By definition, interleaving load of stride N means:
load N*VF elements, and shuffle them into N VF-sized vectors,
with 0'th vector containing elements [0, VF)*stride + 0,
and 1'th vector containing elements [0, VF)*stride + 1.
Example: https://godbolt.org/z/df561Me5E (i64 stride 4 vf 2 => cost 6)
Now, not fully interleaved load, is when not all of these vectors is demanded.
So at worst, we could just pretend that everything is demanded,
and discard the non-demanded vectors.

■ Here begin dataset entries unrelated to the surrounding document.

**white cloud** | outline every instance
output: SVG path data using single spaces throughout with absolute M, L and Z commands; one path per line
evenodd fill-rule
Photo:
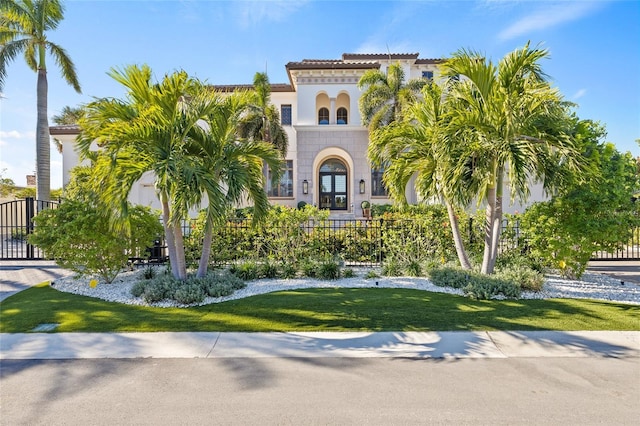
M 587 94 L 587 89 L 578 90 L 573 96 L 572 99 L 577 100 Z
M 498 34 L 498 39 L 501 41 L 511 40 L 531 32 L 546 30 L 567 22 L 576 21 L 600 9 L 605 2 L 582 1 L 542 4 L 544 6 L 541 9 L 502 30 Z
M 307 4 L 307 0 L 239 1 L 233 6 L 240 26 L 250 27 L 264 21 L 281 22 Z
M 9 139 L 9 138 L 21 139 L 24 136 L 25 136 L 24 134 L 21 134 L 17 130 L 10 130 L 8 132 L 5 132 L 4 130 L 0 130 L 0 139 Z
M 0 146 L 9 146 L 13 143 L 18 143 L 18 139 L 32 139 L 35 141 L 36 133 L 33 131 L 19 132 L 17 130 L 0 130 Z

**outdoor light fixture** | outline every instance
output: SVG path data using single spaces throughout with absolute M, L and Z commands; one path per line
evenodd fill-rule
M 360 179 L 360 193 L 364 194 L 364 179 Z
M 303 194 L 309 193 L 309 182 L 307 182 L 306 179 L 302 181 L 302 193 Z

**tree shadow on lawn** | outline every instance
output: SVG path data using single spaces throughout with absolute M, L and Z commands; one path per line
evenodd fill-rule
M 289 290 L 192 308 L 109 303 L 48 286 L 0 303 L 2 332 L 640 330 L 640 306 L 472 300 L 412 289 Z

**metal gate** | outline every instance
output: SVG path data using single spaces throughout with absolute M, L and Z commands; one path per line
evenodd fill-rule
M 55 201 L 34 198 L 0 204 L 0 260 L 39 260 L 44 253 L 29 244 L 33 232 L 33 217 L 42 210 L 56 208 Z

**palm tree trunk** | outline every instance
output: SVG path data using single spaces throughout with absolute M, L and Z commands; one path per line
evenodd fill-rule
M 453 243 L 456 247 L 456 254 L 458 255 L 460 266 L 462 266 L 462 269 L 471 269 L 471 262 L 469 261 L 469 256 L 464 249 L 464 243 L 462 242 L 462 236 L 460 235 L 460 226 L 458 224 L 456 212 L 453 210 L 451 204 L 449 204 L 446 200 L 444 204 L 447 206 L 449 222 L 451 223 L 451 232 L 453 233 Z
M 184 255 L 184 238 L 182 236 L 182 224 L 176 222 L 173 225 L 173 238 L 176 245 L 176 269 L 178 271 L 178 279 L 187 279 L 187 262 Z
M 498 184 L 496 188 L 496 208 L 494 211 L 493 229 L 491 232 L 491 257 L 489 259 L 489 273 L 493 273 L 498 258 L 498 247 L 500 246 L 500 234 L 502 232 L 502 199 L 503 199 L 503 174 L 504 169 L 498 169 Z
M 493 235 L 493 225 L 495 220 L 496 210 L 496 188 L 492 186 L 487 191 L 487 208 L 485 214 L 484 224 L 484 254 L 482 256 L 482 267 L 480 272 L 483 274 L 490 274 L 492 271 L 489 269 L 491 264 L 491 241 Z
M 36 198 L 51 199 L 51 152 L 49 148 L 49 122 L 47 120 L 47 70 L 38 69 L 36 125 Z
M 204 230 L 204 241 L 202 242 L 202 255 L 200 256 L 200 263 L 198 264 L 198 273 L 196 276 L 202 278 L 207 274 L 207 268 L 209 266 L 209 256 L 211 256 L 211 241 L 213 240 L 213 226 L 211 223 L 207 223 Z
M 162 226 L 164 228 L 164 238 L 167 241 L 167 250 L 169 251 L 169 264 L 171 265 L 171 274 L 175 278 L 179 278 L 178 259 L 176 257 L 176 239 L 173 235 L 173 228 L 169 223 L 169 202 L 166 194 L 160 194 L 160 202 L 162 203 Z

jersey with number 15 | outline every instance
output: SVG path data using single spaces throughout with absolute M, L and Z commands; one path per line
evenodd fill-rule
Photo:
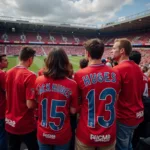
M 118 72 L 103 64 L 90 65 L 74 77 L 81 90 L 81 112 L 76 136 L 88 146 L 100 147 L 116 139 L 115 101 L 120 91 Z
M 38 100 L 37 137 L 43 144 L 63 145 L 71 139 L 70 107 L 78 107 L 77 83 L 44 75 L 35 82 Z

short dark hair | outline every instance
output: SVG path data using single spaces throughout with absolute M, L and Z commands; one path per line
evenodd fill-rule
M 62 48 L 53 48 L 49 52 L 46 62 L 44 75 L 53 79 L 63 79 L 70 75 L 70 62 L 67 54 Z
M 104 53 L 104 43 L 99 39 L 88 40 L 83 46 L 89 52 L 92 59 L 100 59 Z
M 35 56 L 36 51 L 32 47 L 23 47 L 20 51 L 19 58 L 22 61 L 27 61 L 29 58 Z
M 131 45 L 131 42 L 128 39 L 126 39 L 126 38 L 116 39 L 115 42 L 120 43 L 119 49 L 124 48 L 125 54 L 127 56 L 130 55 L 130 53 L 132 51 L 132 45 Z
M 143 71 L 143 73 L 147 72 L 148 71 L 148 67 L 146 65 L 144 65 L 142 71 Z
M 80 68 L 83 69 L 88 66 L 89 60 L 86 58 L 80 59 Z
M 6 54 L 0 54 L 0 62 L 2 62 L 3 57 L 6 57 Z
M 133 60 L 136 64 L 140 64 L 141 62 L 141 53 L 138 51 L 132 51 L 129 55 L 129 59 Z
M 114 61 L 113 64 L 114 64 L 113 66 L 117 66 L 118 62 Z

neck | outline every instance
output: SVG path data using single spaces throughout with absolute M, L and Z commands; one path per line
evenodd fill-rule
M 95 65 L 95 64 L 101 64 L 101 60 L 100 59 L 89 60 L 89 65 Z
M 18 65 L 23 66 L 25 68 L 28 68 L 28 64 L 26 62 L 23 62 L 23 61 L 20 61 Z
M 129 60 L 128 56 L 121 56 L 120 59 L 118 60 L 118 64 L 120 64 L 122 61 Z

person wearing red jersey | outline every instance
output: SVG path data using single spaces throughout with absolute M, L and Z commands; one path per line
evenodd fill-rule
M 137 65 L 141 62 L 141 53 L 138 51 L 132 51 L 129 56 L 130 60 L 133 60 Z M 140 137 L 147 137 L 147 131 L 149 130 L 149 110 L 150 110 L 150 99 L 148 99 L 148 77 L 143 73 L 144 82 L 144 93 L 143 93 L 143 104 L 144 104 L 144 121 L 135 129 L 133 134 L 132 145 L 133 148 L 137 147 Z M 149 102 L 149 104 L 148 104 Z M 145 134 L 146 133 L 146 134 Z
M 89 66 L 75 73 L 81 91 L 81 110 L 76 131 L 76 150 L 115 150 L 115 102 L 120 91 L 117 71 L 101 63 L 104 44 L 99 39 L 84 43 Z
M 44 75 L 35 82 L 40 150 L 69 149 L 72 136 L 70 112 L 75 114 L 78 107 L 78 87 L 74 80 L 68 78 L 70 73 L 65 51 L 54 48 L 46 59 Z
M 8 61 L 5 54 L 0 54 L 0 150 L 7 150 L 7 138 L 5 131 L 5 72 L 4 68 L 7 68 Z
M 20 150 L 24 142 L 28 150 L 37 150 L 36 122 L 34 119 L 34 84 L 36 75 L 28 70 L 35 51 L 24 47 L 19 54 L 19 64 L 6 73 L 6 118 L 8 149 Z
M 133 60 L 138 66 L 141 62 L 141 53 L 138 51 L 132 51 L 129 56 L 130 60 Z M 144 82 L 144 93 L 143 96 L 149 97 L 148 94 L 148 77 L 143 73 L 143 82 Z
M 132 150 L 133 132 L 143 121 L 144 92 L 143 73 L 140 67 L 129 60 L 132 51 L 127 39 L 117 39 L 112 48 L 112 57 L 118 62 L 114 67 L 121 76 L 121 92 L 116 104 L 117 144 L 116 150 Z

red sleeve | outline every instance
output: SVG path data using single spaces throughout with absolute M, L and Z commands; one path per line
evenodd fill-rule
M 35 99 L 35 80 L 36 75 L 32 74 L 28 77 L 26 81 L 26 100 Z
M 79 83 L 78 83 L 78 77 L 77 74 L 75 73 L 74 75 L 74 80 L 77 82 L 77 88 L 78 88 L 78 108 L 77 108 L 77 112 L 80 112 L 81 107 L 82 107 L 82 93 L 81 93 L 81 89 L 79 87 Z
M 5 73 L 0 73 L 0 90 L 5 91 Z
M 72 94 L 71 94 L 71 107 L 78 108 L 78 86 L 75 83 L 72 87 Z

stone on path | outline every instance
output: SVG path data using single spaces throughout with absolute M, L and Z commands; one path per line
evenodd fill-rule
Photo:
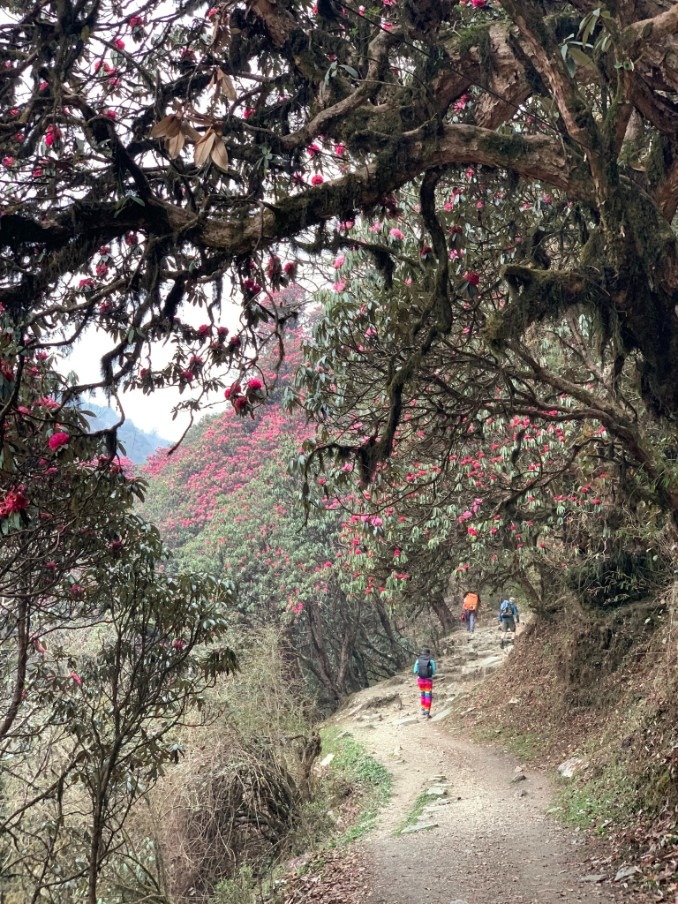
M 590 876 L 582 876 L 580 882 L 604 882 L 607 879 L 605 873 L 593 873 Z
M 630 879 L 631 876 L 635 876 L 636 873 L 639 873 L 640 870 L 637 866 L 622 866 L 620 870 L 617 870 L 617 875 L 614 877 L 615 882 L 623 882 L 624 879 Z
M 437 822 L 418 822 L 413 826 L 407 826 L 406 829 L 403 829 L 400 834 L 401 835 L 411 835 L 412 832 L 423 832 L 426 829 L 437 829 Z
M 403 708 L 403 701 L 400 694 L 386 694 L 381 697 L 371 697 L 369 700 L 365 701 L 363 706 L 365 709 L 381 709 L 382 706 L 390 706 L 392 703 L 395 703 L 398 709 Z
M 583 760 L 579 756 L 571 756 L 569 760 L 565 760 L 564 763 L 561 763 L 558 766 L 558 775 L 561 778 L 572 778 L 577 774 L 577 772 L 581 772 L 582 769 L 586 769 L 588 763 L 586 760 Z
M 403 719 L 396 719 L 394 725 L 412 725 L 415 722 L 423 721 L 419 716 L 405 716 Z
M 426 790 L 427 797 L 447 797 L 447 788 L 444 785 L 431 785 Z

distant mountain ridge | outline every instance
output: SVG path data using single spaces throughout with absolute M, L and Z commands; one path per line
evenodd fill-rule
M 92 432 L 112 427 L 119 420 L 118 414 L 104 405 L 94 405 L 91 402 L 86 402 L 84 408 L 86 411 L 94 413 L 94 417 L 90 418 L 90 430 Z M 124 446 L 125 457 L 129 458 L 135 465 L 143 464 L 150 455 L 153 455 L 162 446 L 170 445 L 169 440 L 159 436 L 155 431 L 149 433 L 147 430 L 142 430 L 137 427 L 134 421 L 129 419 L 118 429 L 118 440 Z

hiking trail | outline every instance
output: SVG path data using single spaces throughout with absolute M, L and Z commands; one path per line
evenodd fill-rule
M 356 897 L 316 888 L 306 900 L 370 904 L 574 904 L 640 901 L 584 832 L 552 815 L 555 777 L 452 733 L 452 712 L 516 655 L 493 622 L 448 637 L 436 657 L 433 717 L 423 719 L 411 671 L 354 694 L 331 720 L 393 775 L 392 797 L 361 842 Z M 519 655 L 519 654 L 518 654 Z M 508 661 L 507 661 L 508 660 Z M 507 705 L 519 705 L 519 691 Z M 426 793 L 421 808 L 420 796 Z M 415 817 L 413 809 L 419 799 Z M 551 813 L 549 813 L 551 810 Z

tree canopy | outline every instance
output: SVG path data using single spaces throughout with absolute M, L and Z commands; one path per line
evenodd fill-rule
M 510 289 L 493 337 L 519 342 L 584 305 L 615 376 L 637 367 L 645 405 L 675 417 L 674 5 L 4 5 L 0 302 L 23 343 L 5 378 L 27 349 L 96 325 L 109 389 L 214 388 L 262 320 L 288 318 L 270 290 L 350 241 L 358 215 L 397 216 L 397 193 L 429 174 L 420 239 L 439 278 L 425 355 L 458 294 L 433 185 L 472 165 L 568 208 L 542 254 L 536 241 L 502 267 L 489 249 Z M 375 244 L 388 270 L 392 249 Z M 227 337 L 232 294 L 243 329 Z M 187 305 L 204 306 L 202 330 Z M 154 367 L 168 341 L 171 363 Z

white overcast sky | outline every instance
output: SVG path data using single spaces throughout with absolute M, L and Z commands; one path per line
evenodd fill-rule
M 231 330 L 237 329 L 240 313 L 241 308 L 238 304 L 233 304 L 228 309 L 224 306 L 223 315 L 219 318 L 219 322 L 228 326 Z M 185 322 L 192 323 L 193 326 L 199 326 L 206 320 L 205 312 L 200 308 L 196 309 L 186 306 L 182 308 L 181 315 Z M 101 358 L 110 348 L 110 336 L 105 335 L 101 331 L 91 329 L 74 346 L 69 356 L 65 359 L 65 367 L 77 374 L 80 383 L 94 383 L 101 379 Z M 154 346 L 154 369 L 162 367 L 170 359 L 173 348 L 173 346 L 168 346 L 167 350 L 165 350 L 159 344 Z M 197 395 L 197 393 L 197 390 L 194 391 L 194 395 Z M 146 430 L 149 433 L 155 432 L 170 442 L 176 441 L 181 437 L 190 420 L 188 412 L 180 413 L 175 420 L 172 420 L 172 409 L 177 402 L 190 397 L 190 389 L 184 390 L 183 394 L 179 395 L 179 390 L 176 387 L 156 389 L 149 395 L 144 395 L 140 390 L 120 393 L 120 401 L 125 410 L 127 420 L 133 421 L 135 426 L 141 430 Z M 98 405 L 108 404 L 103 392 L 95 394 L 92 397 L 92 401 Z M 209 400 L 209 403 L 210 407 L 206 412 L 202 413 L 216 413 L 224 409 L 228 404 L 222 393 L 216 394 L 213 399 Z M 115 407 L 114 400 L 112 400 L 111 407 Z

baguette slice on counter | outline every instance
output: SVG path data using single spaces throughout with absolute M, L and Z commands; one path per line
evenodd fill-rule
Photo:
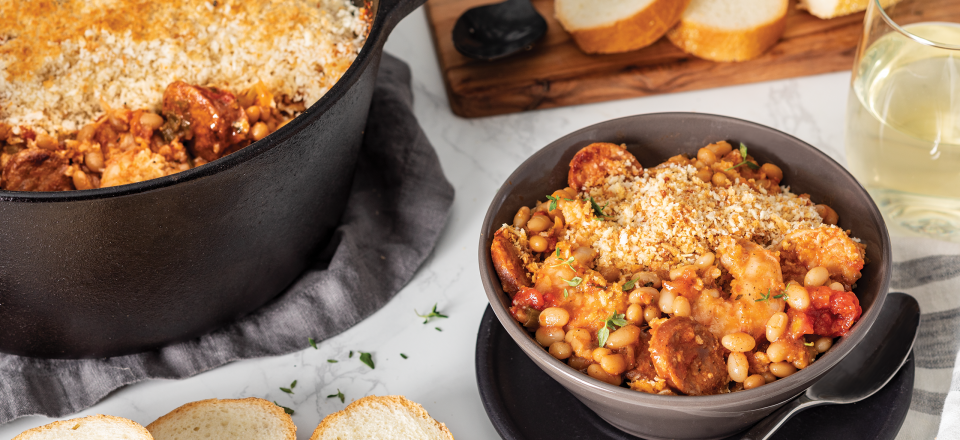
M 367 396 L 330 414 L 310 440 L 453 440 L 447 426 L 403 396 Z
M 147 425 L 156 440 L 296 440 L 297 427 L 276 404 L 208 399 L 183 405 Z
M 20 433 L 13 440 L 151 440 L 147 429 L 133 420 L 96 415 L 61 420 Z
M 589 54 L 629 52 L 653 44 L 690 0 L 556 0 L 557 21 Z
M 853 14 L 867 9 L 867 3 L 873 0 L 800 0 L 797 5 L 806 9 L 811 15 L 819 18 L 833 18 Z M 880 5 L 887 7 L 897 0 L 880 0 Z
M 667 38 L 712 61 L 745 61 L 773 46 L 787 24 L 788 0 L 692 0 Z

What this means is that the cost
for not-fully-interleaved group should be not greater than the cost
for the same fully-interleaved group, but perhaps somewhat less.
Examples:
https://godbolt.org/z/a78dK5Geq (i64 stride 4 (indices 012u) vf 2 => cost 4)
https://godbolt.org/z/G91ceo8dM (i64 stride 4 (indices 01uu) vf 2 => cost 2)
https://godbolt.org/z/5joYob9rx (i64 stride 4 (indices 0uuu) vf 2 => cost 1)
Right now, for such not-fully-interleaved loads we just use the costs
for fully-interleaved loads. But at least in general,
that is obviously overly pessimistic, because in general,
not all the shuffles needed to perform the full interleaving
will end up being live.
So what i propose, is to naively scale the interleaving cost
by the fraction of the live members. I believe this should still result
in the right ballpark cost estimate.
Add a comment explaining this is just an approximation